Manor Books
- Founded: 1972
- Country of origin: United States
- Headquarters location: New York, NY
- Key people: Walter Weidenbaum, President
- Fiction genres: men's adventure, romance
- Imprints: King Size Gothic
- Official website: www.manorbookpublishers.com

= Manor Books =

Manor Books was an American publisher of paperback books.
It was founded by Walter Weidenbaum in 1972 and based in New York City.

Manor's library was built on assets purchased from Macfadden Publications after the latter opted to exit the paperback business, and expanded with original titles. Manor ceased activities in 1981.

==Catalogue==

Cover art for Robin Moore's Blind Spot (Manor Books, 1976)

The company's reprints were headlined by names who had previously graced the covers of Macfadden books, like Philip K. Dick and A.E. Van Vogt.
Reprints of more minor works were sometimes packaged to highlight thematic connections with otherwise unrelated mainstream entertainment properties.

Most of the company's original catalogue consisted of novels in the thriller and men's adventure genre, competing with the likes of Leisure Books, Lancer Books and later Pinnacle Books, whom Weidenbaum had helped launch before divesting himself of his shares.

Prolific author Robin Moore (The Green Berets, The French Connection) wrote several books for Manor and was arguably its most famous contributor.
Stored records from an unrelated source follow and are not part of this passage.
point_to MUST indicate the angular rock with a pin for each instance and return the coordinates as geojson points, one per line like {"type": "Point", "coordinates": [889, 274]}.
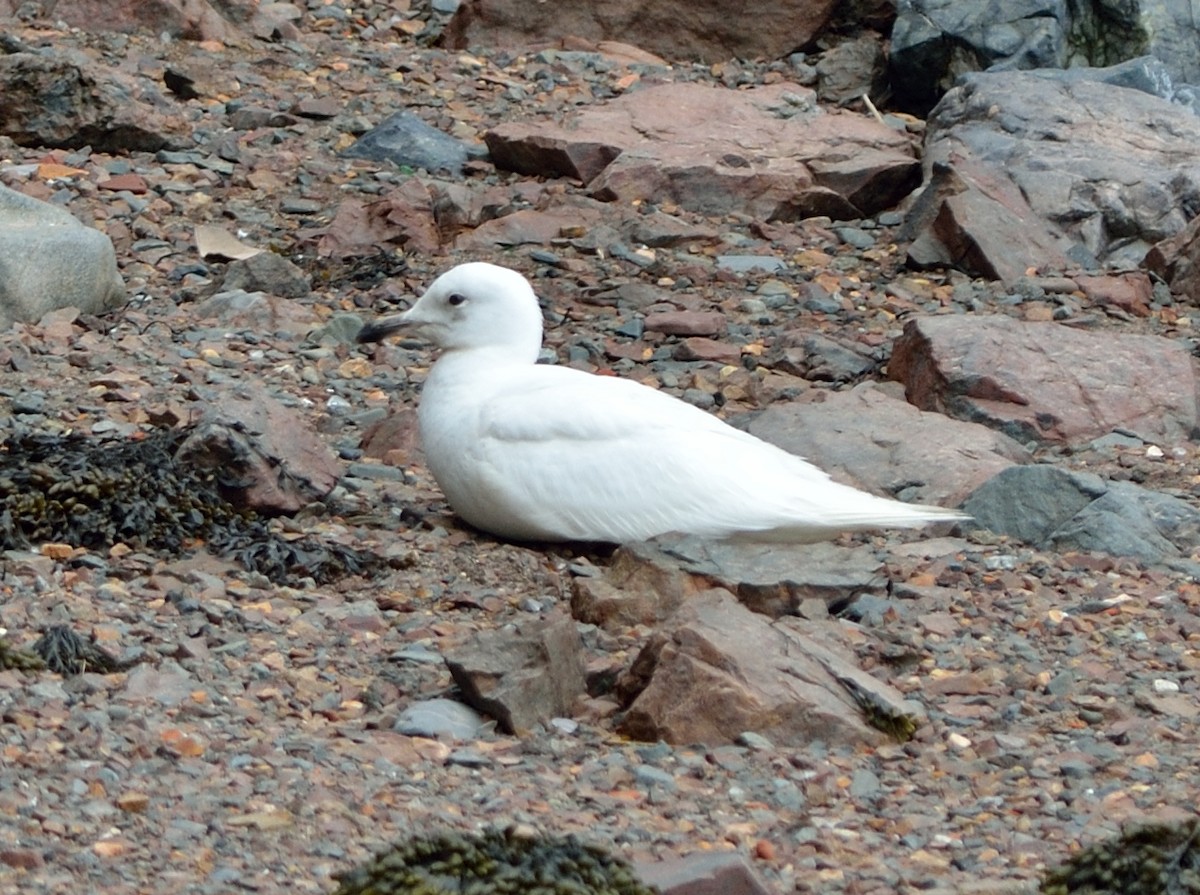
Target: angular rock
{"type": "Point", "coordinates": [269, 272]}
{"type": "Point", "coordinates": [702, 30]}
{"type": "Point", "coordinates": [401, 218]}
{"type": "Point", "coordinates": [819, 358]}
{"type": "Point", "coordinates": [867, 438]}
{"type": "Point", "coordinates": [777, 580]}
{"type": "Point", "coordinates": [439, 718]}
{"type": "Point", "coordinates": [1057, 509]}
{"type": "Point", "coordinates": [717, 670]}
{"type": "Point", "coordinates": [1111, 168]}
{"type": "Point", "coordinates": [975, 218]}
{"type": "Point", "coordinates": [522, 679]}
{"type": "Point", "coordinates": [934, 42]}
{"type": "Point", "coordinates": [257, 312]}
{"type": "Point", "coordinates": [777, 156]}
{"type": "Point", "coordinates": [1177, 260]}
{"type": "Point", "coordinates": [405, 139]}
{"type": "Point", "coordinates": [269, 457]}
{"type": "Point", "coordinates": [60, 102]}
{"type": "Point", "coordinates": [641, 586]}
{"type": "Point", "coordinates": [703, 874]}
{"type": "Point", "coordinates": [49, 260]}
{"type": "Point", "coordinates": [687, 323]}
{"type": "Point", "coordinates": [1131, 292]}
{"type": "Point", "coordinates": [1048, 382]}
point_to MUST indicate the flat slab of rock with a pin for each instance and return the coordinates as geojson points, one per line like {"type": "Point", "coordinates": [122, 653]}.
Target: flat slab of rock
{"type": "Point", "coordinates": [777, 580]}
{"type": "Point", "coordinates": [269, 456]}
{"type": "Point", "coordinates": [57, 101]}
{"type": "Point", "coordinates": [703, 30]}
{"type": "Point", "coordinates": [1177, 260]}
{"type": "Point", "coordinates": [703, 874]}
{"type": "Point", "coordinates": [522, 678]}
{"type": "Point", "coordinates": [717, 670]}
{"type": "Point", "coordinates": [972, 217]}
{"type": "Point", "coordinates": [867, 438]}
{"type": "Point", "coordinates": [777, 155]}
{"type": "Point", "coordinates": [1110, 167]}
{"type": "Point", "coordinates": [1047, 382]}
{"type": "Point", "coordinates": [1056, 509]}
{"type": "Point", "coordinates": [49, 260]}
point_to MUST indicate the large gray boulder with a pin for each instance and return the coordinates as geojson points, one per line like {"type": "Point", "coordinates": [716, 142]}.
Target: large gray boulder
{"type": "Point", "coordinates": [49, 260]}
{"type": "Point", "coordinates": [934, 42]}
{"type": "Point", "coordinates": [1102, 169]}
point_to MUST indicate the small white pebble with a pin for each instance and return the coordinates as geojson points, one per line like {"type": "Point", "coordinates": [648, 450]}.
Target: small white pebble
{"type": "Point", "coordinates": [958, 742]}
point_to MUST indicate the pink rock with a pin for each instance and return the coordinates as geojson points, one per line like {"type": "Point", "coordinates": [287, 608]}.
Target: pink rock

The company, like other paperback publishers, espoused a franchise-driven business model. Many series heroes were reminiscent of the 1970s movie tough guys epitomized by Clint Eastwood and Charles Bronson. Perhaps the best remembered are Keller by Nelson DeMille (The General's Daughter), a rework of the Joe Stryker novels DeMille wrote for Leisure Books, and The Enforcer, which Manor took over from ailing Lancer Books. Another series, Mace by Lee Chang, was one of the first to capitalize on the popularity of Asian martial arts films. In actuality, Chang was a pseudonym for Jewish-American paperback original veteran Joseph Rosenberger. Under his real name, Rosenberger penned blaxploitation-style books starring the African-American anti-hero Louis Luther King The Murder Master.

The company also released biographies. Titles exhumed from the Macfadden vaults included the memoirs of Groucho Marx and Mae West, while Manor would commission new titles to cash in on recent events involving a celebrity. Several of them were written by New York Post scribe George Carpozi.

The company made overture towards female readers with its King Size Gothic line dedicated to paranormal romance, a popular subject at the time. The name was both an indication of the books' somewhat generous content in comparison to most paperback original novels, and a ripoff of the Queen Size Gothic collection by rival Popular Library.

==Guaranteed Satisfaction==

A marketing gimmick used by Manor was the Seal of Guaranteed Reader Satisfaction, which offered compensation if the customer was not pleased with his purchase.